In the words of U.S. State Department spokesman Richard Boucher, the United States has "very grave concerns that Iran is using its supposedly peaceful nuclear program, including construction of the reactor at Bushehr [boo-share], as a pretext for advancing a nuclear weapons program." Mr. Boucher's statement came after Iranian president Mohammed Khatami and Iranian Atomic Energy Minister Gholamreza Agazadeh [goh-lahm-reh-zah ah-gah-ZAH-day] acknowledged Iran's intentions to pursue a complete nuclear fuel cycle, including uranium mining, conversion and enrichment, and fuel fabrication, and identified a number of facilities intended for those purposes.

President Khatami's remarks raise serious questions about Iran's commitment to receive fresh fuel from Russia for the lifetime of the Bushehr reactor and to return all the spent fuel from Bushehr back to Russia. That agreement was made to ensure that Iran would not have the means to produce nuclear weapons. But as Mr. Boucher pointed out, Iran's decision to mine its own uranium and reprocess the spent fuel "would only make sense in the context of a [nuclear] weapons program."

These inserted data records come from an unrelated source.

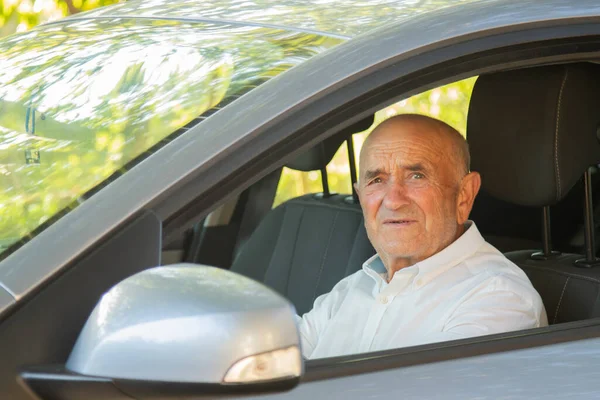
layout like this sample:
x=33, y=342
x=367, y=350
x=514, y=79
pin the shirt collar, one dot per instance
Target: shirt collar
x=459, y=250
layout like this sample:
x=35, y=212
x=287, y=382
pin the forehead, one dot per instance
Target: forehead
x=404, y=144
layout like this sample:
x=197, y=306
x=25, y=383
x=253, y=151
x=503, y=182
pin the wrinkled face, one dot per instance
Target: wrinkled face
x=408, y=188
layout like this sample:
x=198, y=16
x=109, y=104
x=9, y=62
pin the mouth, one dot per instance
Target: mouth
x=399, y=221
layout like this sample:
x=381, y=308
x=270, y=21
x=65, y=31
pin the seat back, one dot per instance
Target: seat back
x=533, y=134
x=306, y=245
x=569, y=293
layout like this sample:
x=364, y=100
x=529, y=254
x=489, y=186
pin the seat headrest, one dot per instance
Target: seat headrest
x=533, y=132
x=319, y=156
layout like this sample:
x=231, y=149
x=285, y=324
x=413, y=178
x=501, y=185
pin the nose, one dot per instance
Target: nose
x=396, y=195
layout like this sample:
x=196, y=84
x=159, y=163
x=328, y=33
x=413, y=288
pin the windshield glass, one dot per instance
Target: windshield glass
x=80, y=100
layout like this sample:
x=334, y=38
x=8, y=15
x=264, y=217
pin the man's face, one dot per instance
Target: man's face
x=409, y=191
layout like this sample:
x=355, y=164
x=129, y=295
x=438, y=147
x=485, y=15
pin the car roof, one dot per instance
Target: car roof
x=346, y=18
x=147, y=183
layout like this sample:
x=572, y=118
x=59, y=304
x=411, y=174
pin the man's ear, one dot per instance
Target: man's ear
x=357, y=189
x=469, y=188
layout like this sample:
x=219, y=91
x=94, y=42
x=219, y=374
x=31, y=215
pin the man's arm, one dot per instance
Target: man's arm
x=503, y=305
x=312, y=324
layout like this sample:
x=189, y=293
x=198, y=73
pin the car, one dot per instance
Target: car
x=142, y=149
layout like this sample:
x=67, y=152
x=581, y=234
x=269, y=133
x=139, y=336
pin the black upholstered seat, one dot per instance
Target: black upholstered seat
x=306, y=245
x=533, y=134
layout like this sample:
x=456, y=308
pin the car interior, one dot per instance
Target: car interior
x=538, y=159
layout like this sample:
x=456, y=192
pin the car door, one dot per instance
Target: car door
x=256, y=134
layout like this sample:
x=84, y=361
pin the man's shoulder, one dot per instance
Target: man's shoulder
x=491, y=266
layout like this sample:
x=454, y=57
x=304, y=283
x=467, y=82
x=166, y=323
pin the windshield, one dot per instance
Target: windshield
x=81, y=101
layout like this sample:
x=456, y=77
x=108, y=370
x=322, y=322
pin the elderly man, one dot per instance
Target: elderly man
x=434, y=277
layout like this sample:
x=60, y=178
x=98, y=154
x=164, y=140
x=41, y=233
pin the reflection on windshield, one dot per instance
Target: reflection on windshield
x=348, y=17
x=78, y=101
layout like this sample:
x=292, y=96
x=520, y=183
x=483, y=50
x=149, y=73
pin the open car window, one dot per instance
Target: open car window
x=81, y=100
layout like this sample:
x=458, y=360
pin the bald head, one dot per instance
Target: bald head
x=447, y=139
x=415, y=188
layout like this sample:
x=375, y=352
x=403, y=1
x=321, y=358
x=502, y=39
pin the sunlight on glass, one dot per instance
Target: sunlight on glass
x=80, y=100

An Iranian nuclear weapons program would give Iran the ability to attack other countries with nuclear-tipped ballistic missiles and would be extremely destabilizing for an already volatile region.

Iran is also the most active state sponsor of international terrorism. Iran supports such groups as Hezbollah, Hamas, the Palestine Islamic Jihad, and the Popular Front for the Liberation of Palestine-General Command. George Tenet, U.S. Director of Central Intelligence, told members of Congress that the U.S. is seeing indications that al-Qaida has established a presence in Iran.

Iran has provided terrorist groups with weapons and explosives. And as Mr. Tenet said, Iran is "moving toward self-sufficiency in its biological weapons and chemical weapons programs." Self-sufficiency would make it easier for Iran to use such weapons or provide them to terrorist groups.

The Bushehr nuclear reactor is costing Iran over a billion dollars, while its enrichment and heavy water production facilities are likely costing hundreds of millions of dollars more. That's a lot of money to spend on nuclear energy in a country with abundant oil and natural gas reserves. This is just one more indication that Iran's nuclear program could produce weapons of mass destruction. A nuclear-armed Iran that supports international terrorism would pose a serious threat indeed.